Se a pessoa não tem a força física ele tem que montar outro esquema. O dinheiro da aposentadoria é sempre pouco. Os filhos sempre ajudam, mas eu tenho dó, não gosto de pedir, não acho que é obrigação deles. Cada um tem sua casa para cuidar. Meu filho me ajudou a amaciar as paredes. Eu pintei uma parede do quarto, pintei um lado da cama e o outro ficou. Então não tem beleza nenhuma na velhice. As pessoas falam ai que beleza, todos esses anos.

Acho importante ter atividades. Sei fazer bastante coisa. Eu sei bordar, sei pintar, fazer tricô e tapeçaria.

Tem gente que fala que é bonitinho ser velho… Bonitinho uma ova! Bonitinho enquanto saudável. Doente, nem jovem nem velho, não tem graça nenhuma.
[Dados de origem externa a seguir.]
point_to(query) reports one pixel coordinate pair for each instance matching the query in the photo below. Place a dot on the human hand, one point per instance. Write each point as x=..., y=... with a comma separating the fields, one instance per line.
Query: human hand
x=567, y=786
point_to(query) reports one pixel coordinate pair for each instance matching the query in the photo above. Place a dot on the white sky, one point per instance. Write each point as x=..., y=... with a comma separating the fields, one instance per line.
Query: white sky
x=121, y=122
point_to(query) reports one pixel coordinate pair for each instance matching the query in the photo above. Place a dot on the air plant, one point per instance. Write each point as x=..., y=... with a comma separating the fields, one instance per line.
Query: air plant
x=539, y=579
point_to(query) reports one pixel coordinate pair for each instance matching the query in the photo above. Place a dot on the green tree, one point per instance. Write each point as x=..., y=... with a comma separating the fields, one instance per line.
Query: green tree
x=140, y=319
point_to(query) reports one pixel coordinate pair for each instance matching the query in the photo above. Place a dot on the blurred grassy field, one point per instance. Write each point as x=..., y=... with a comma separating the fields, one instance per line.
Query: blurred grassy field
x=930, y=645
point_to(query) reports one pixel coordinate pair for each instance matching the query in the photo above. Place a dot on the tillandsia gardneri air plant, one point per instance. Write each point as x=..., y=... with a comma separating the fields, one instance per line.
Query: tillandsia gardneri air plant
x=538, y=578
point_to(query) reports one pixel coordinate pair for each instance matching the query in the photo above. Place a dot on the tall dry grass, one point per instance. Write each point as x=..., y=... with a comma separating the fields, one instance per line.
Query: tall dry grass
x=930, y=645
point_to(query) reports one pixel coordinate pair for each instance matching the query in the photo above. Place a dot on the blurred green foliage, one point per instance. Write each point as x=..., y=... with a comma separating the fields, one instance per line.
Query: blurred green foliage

Minha mãe não ficou feia. Era uma velhinha enxuta, tinha uma pele bonita, ela morreu de diabetes.

Meu pai também não chegou a ficar feio. Também depende de muitas coisas, se tem um enfermeiro que arruma, que deixa limpinho, arrumadinho, é diferente, não fica feioso. Tem pessoas que ficam ranzinzas, feias por fora e por dentro não podem comer direito, é muito complicado. Se chegar lá e piorar, vamos ver como vou enfrentar.

Dona Eva faz uma observação final: Quando eu falo Kolozsvár (kolui), na verdade é Cluj-Napoca. Nós, húngaros da Transilvânia, temos bronca dos nomes romenos, porque Transilvânia foi tirada de nós com uma política estúpida. Kolozsvár era a capital da Transilvânia, hoje é Romênia, e a capital da Romênia é Bucarest. Mas, para nós, húngaros,sempre será capital da Transilvánia.

[1] Nicolae Ceauşescu (Scorniceşti, 26 de Janeiro de 1918 — Târgovişte, 25 de Dezembro de 1989) foi o líder da Romênia comunista de 1965 até à sua execução em 1989.